Reasoning with Big Knowledge Graphs: Choices, Pitfalls and Proven Recipes

This webinar is recorded and available on YouTube.

The knowledge graph (KG) represents a shared conceptualization across the organization describing all-important business objects and concepts, their relations and metadata. Unlike traditional data warehouse systems, the KG organizes and unites diverse master data, reference data and metadata. Knowledge graphs are based on W3C standards, like RDF(S) and OWL, so they can guarantee a true application-independent and knowledge-centric approach with a self-describing schema. 

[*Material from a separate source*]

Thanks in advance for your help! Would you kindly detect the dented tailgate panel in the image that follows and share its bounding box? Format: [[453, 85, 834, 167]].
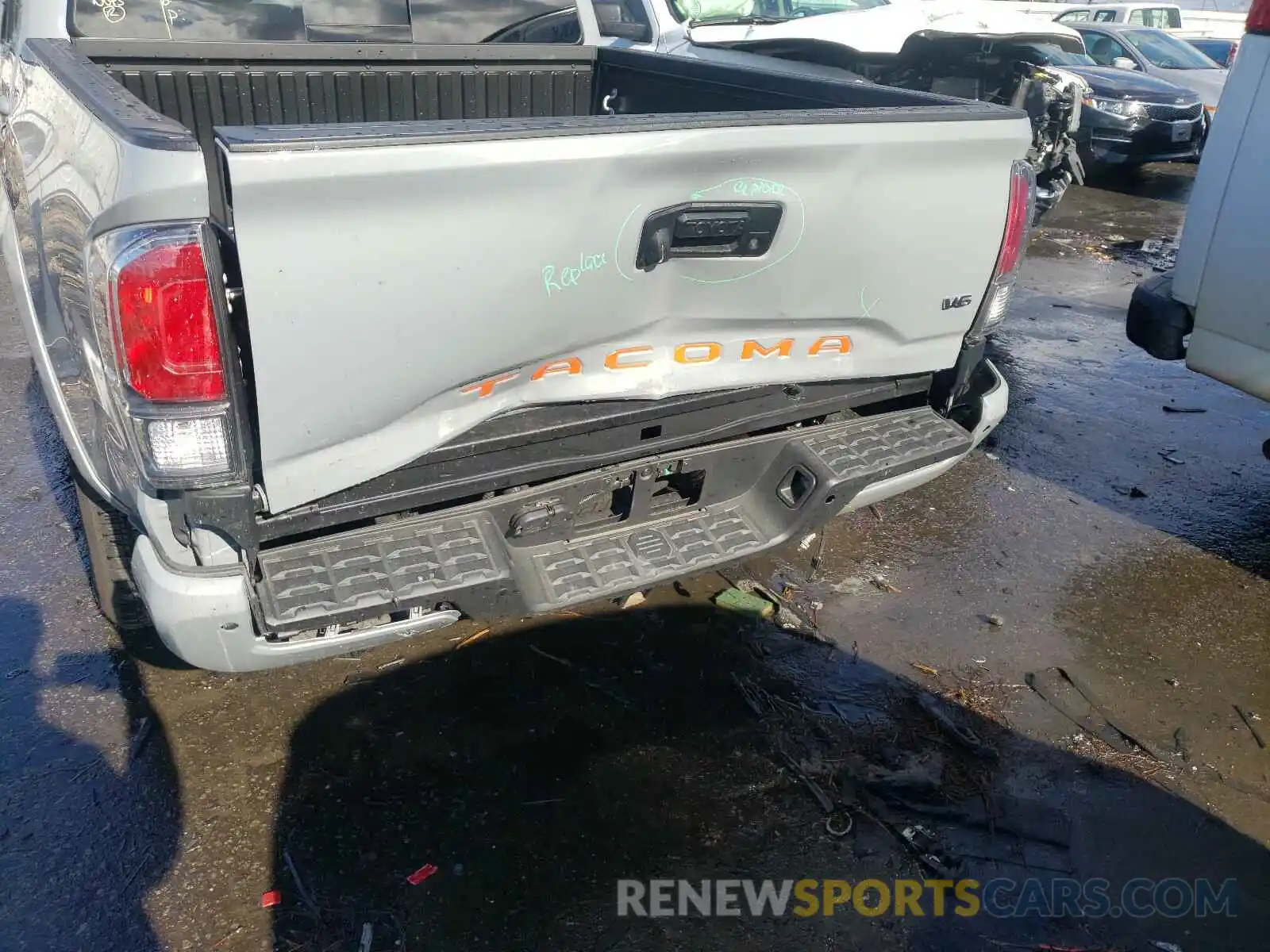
[[220, 110, 1030, 512]]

The formal semantics of RDFS and OWL allow enterprises to have strict definitions, allowing both human experts and machines to interpret unambiguously data collected from different sources. What is even more attractive, enterprises can augment their knowledge graphs by applying inference to uncover new information. The resulting KG will have more data than the sum of its constituent datasets. It is also better interconnected and allows faster discovery of multi-hop relationships and patterns. This way users get richer sets of relevant results in less time.

While automatic reasoning has always inspired the imagination, numerous projects have failed to deliver to the promises. The typical pitfalls related to ontologies and symbolic reasoning fall into two categories:

  • Over-engineered ontologies. The selected ontology language and modeling patterns can be too expressive. This can make the results of inference hard to understand and verify, which in its turn makes KG hard to evolve and maintain. It can also impose performance penalties far greater than the benefits.
  • Inappropriate reasoning support. There are many inference algorithms and implementation approaches, which work well with taxonomies and conceptual models of few thousands of concepts, but cannot cope with KG of millions of entities.
  • Inappropriate data layer architecture. One such example is reasoning with virtual KG, which is often infeasible. 

The webinar will provide a brief introduction to logical reasoning and overview of the most popular semantic schema and ontology languages: RDFS and the profiles of OWL 2. We will demonstrate how reasoning works on FactForge – our public GraphDB demonstration service, exposing a knowledge graph of more than 2 billion statements, combining DBPedia, GeoNames, FIBO and other data. Next, we will introduce the different reasoning implementation approaches and discuss their fitness for specific application scenarios. Finally, we will provide a quick guidance for configuration and customization of reasoning with GraphDB.

In this webinar you will learn:

  • Which OWL profiles are appropriate for reasoning with big knowledge graphs;
  • What are the design choices for reasoning implementation, what are their pros and cons and how the popular triplestores implement reasoning;
  • What are the basics for configuring reasoning with GraphDB.

Who is this webinar for:

  • Technical people with basic knowledge of RDF(S) and OWL;
  • Consultants and Solution Architects;
  • Linked Data and Knowledge Graph Scientists.

Expected duration:

  • 45 minutes presentation
  • 15 minutes Q&A session

About The Speaker

Atanas Kiryakov

Atanas Kiryakov


Atanas Kiryakov is the founder and CEO of Ontotext and member of the board of the Linked Data Benchmarking Council – standardization body, who's members include the major graph database vendors. Kiryakov obtained his M.Sc. degree in AI from the Sofia University, Bulgaria, in 1995. Today he is a top expert in semantic graph databases, reasoning, knowledge graphs, text mining, semantic tagging, linking and search. Author of signature academic publications with more than 2500 citations. Atanas is partner and board member in Sirma Group Holding – one of the biggest Bulgarian IT businesses, listed at the Sofia Stock Exchange. Atanas started in Sirma as software engineer in 1993 and became a partner in 1997. In the 90s he has led projects in the areas of CASE, CSCW, and b2b for big corporations and government organizations in US and Canada.